#x86-64 Machine Code, 14 bytes
x86-64 Machine Code, 14 bytes
8D 3C 7F 8D 14 92 8D 04 B7 01 D0 29 C8 C3
A function following the System V AMD64 calling convention (ubiquitous on Gnu/Linux systems) that takes four integer parameters:
EDI
= num_of_3_par_holesESI
= num_of_4_par_holesEDX
= num_of_5_par_holesECX
= difficulty_rating
It returns a single value, the standard scratch, in the EAX
register.
Ungolfed assembly mnemonics:
; int ComputeStandardScratch(int num_of_3_par_holes,
; int num_of_4_par_holes,
; int num_of_5_par_holes,
; int difficulty_rating);
lea edi, [rdi+rdi*2] ; EDI = num_of_3_par_holes * 3
lea edx, [rdx+rdx*4] ; EDX = num_of_5_par_holes * 5
lea eax, [rdi+rsi*4] ; EAX = EDI + (num_of_4_par_holes * 4)
add eax, edx ; EAX += EDX
sub eax, ecx ; EAX -= difficulty_rating
ret ; return, leaving result in EAX
Just a simple translation of the formula.
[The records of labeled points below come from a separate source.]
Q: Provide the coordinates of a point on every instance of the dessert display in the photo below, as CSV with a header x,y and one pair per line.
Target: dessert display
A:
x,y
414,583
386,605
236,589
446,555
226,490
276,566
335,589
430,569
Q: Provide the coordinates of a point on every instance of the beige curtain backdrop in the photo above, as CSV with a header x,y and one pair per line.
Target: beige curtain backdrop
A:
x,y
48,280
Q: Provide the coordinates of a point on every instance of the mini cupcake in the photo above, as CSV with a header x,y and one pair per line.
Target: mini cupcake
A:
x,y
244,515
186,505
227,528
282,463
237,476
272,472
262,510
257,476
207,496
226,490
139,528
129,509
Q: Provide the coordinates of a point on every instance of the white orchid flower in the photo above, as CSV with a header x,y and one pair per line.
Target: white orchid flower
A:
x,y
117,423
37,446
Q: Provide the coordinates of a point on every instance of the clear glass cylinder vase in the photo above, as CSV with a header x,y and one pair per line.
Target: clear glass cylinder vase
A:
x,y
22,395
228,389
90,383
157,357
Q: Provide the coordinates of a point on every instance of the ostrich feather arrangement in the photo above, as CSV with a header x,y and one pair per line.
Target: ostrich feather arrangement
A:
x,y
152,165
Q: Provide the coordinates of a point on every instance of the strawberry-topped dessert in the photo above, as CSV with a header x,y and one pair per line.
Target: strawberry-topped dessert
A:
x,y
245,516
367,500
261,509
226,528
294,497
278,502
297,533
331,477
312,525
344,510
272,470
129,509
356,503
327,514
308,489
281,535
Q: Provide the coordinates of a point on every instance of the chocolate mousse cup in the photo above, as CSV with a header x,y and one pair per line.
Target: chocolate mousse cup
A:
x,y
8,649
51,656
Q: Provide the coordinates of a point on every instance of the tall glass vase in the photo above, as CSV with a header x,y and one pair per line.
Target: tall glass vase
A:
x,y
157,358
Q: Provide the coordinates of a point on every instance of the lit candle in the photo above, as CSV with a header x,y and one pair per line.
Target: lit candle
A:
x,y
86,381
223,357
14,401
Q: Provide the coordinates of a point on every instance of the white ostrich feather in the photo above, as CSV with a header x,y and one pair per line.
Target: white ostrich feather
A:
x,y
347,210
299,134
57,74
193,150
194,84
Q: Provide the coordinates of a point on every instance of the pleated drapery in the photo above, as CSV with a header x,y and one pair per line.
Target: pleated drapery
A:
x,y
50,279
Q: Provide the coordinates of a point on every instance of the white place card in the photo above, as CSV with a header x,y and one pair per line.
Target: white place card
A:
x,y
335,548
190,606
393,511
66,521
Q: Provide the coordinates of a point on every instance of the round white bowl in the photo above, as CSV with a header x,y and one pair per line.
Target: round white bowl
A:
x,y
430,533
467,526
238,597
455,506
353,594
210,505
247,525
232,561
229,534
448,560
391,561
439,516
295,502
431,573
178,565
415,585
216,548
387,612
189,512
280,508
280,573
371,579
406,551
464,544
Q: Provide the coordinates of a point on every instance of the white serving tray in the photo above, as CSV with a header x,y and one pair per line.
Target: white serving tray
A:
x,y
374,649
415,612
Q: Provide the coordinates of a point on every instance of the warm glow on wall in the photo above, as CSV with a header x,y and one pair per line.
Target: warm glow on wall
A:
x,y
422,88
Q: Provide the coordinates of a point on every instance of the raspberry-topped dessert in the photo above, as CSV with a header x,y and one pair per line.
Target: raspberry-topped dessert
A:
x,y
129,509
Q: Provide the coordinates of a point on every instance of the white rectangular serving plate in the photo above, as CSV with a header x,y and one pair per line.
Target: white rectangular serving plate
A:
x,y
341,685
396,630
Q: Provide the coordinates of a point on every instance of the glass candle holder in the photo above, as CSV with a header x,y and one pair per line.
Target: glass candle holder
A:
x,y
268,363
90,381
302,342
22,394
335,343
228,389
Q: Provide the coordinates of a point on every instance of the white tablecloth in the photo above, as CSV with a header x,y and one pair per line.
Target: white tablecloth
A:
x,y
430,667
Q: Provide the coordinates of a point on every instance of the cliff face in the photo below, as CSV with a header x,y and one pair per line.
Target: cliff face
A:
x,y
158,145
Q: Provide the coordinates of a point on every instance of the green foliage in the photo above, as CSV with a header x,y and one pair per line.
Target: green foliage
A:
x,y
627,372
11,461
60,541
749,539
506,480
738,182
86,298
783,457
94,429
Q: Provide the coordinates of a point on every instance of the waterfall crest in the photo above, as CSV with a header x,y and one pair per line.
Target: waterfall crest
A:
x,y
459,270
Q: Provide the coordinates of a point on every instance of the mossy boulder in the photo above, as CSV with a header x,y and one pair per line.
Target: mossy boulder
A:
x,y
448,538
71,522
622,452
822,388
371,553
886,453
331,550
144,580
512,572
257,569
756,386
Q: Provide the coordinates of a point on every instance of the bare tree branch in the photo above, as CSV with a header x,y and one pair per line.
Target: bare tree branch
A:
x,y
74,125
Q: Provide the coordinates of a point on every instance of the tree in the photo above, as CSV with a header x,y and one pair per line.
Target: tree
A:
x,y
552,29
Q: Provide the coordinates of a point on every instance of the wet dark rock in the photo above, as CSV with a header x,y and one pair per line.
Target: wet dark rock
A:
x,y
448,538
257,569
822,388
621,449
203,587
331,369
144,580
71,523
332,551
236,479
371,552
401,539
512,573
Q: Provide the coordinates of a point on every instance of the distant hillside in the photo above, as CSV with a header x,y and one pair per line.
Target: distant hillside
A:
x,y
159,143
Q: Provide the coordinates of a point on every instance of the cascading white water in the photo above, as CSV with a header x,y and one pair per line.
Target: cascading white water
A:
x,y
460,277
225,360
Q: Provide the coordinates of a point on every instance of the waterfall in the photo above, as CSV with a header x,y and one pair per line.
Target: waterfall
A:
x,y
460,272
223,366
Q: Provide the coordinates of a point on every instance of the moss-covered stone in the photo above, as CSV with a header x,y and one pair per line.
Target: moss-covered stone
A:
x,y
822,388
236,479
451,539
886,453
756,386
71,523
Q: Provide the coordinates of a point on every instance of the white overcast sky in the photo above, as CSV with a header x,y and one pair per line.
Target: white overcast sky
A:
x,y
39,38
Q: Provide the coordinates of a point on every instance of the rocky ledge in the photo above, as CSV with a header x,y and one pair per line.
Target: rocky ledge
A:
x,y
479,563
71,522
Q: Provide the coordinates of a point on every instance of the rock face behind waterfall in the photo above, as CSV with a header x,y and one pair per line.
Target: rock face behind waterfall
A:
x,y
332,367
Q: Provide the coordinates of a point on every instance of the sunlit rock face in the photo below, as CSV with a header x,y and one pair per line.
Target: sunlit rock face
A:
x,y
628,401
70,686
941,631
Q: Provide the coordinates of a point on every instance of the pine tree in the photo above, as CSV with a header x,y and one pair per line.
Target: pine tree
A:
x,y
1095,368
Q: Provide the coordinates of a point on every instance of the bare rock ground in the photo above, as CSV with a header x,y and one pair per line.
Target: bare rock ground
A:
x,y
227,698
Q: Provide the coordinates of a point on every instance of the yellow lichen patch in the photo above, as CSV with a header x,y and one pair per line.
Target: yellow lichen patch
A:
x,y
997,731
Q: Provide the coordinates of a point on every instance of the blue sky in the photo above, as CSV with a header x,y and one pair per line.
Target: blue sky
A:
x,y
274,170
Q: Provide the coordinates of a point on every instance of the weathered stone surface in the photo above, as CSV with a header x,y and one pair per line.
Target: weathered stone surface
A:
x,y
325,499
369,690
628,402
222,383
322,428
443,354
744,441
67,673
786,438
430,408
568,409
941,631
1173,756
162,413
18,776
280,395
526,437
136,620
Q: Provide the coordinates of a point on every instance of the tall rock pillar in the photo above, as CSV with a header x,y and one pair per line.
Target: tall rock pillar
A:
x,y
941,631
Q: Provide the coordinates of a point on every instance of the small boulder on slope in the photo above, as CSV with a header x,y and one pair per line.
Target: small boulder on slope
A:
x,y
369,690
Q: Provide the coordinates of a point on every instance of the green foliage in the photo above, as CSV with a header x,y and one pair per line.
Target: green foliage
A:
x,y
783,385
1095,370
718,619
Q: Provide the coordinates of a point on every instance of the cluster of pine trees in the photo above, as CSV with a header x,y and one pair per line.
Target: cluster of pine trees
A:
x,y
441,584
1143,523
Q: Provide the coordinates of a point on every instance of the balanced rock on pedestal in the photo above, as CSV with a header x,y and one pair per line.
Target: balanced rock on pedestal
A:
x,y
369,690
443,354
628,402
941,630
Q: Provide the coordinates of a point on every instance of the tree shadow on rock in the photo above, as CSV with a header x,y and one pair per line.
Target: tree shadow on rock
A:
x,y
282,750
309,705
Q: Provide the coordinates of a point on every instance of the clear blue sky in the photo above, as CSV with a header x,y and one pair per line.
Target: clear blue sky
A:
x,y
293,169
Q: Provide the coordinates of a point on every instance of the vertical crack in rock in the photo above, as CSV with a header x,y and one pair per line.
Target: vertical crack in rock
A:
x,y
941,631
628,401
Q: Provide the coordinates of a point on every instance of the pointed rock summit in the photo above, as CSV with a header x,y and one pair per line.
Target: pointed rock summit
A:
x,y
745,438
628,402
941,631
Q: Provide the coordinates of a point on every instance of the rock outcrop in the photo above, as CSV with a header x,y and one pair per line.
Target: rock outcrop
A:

What's interesting is that this is essentially the same code that you would write when optimizing for speed, too. This really shows the power of the x86's LEA
instruction, which is designed to load an effective address, but can do addition and scaling (multiplication by low powers of 2) in a single instruction, making it a powerful multi-purpose arithmetic workhorse.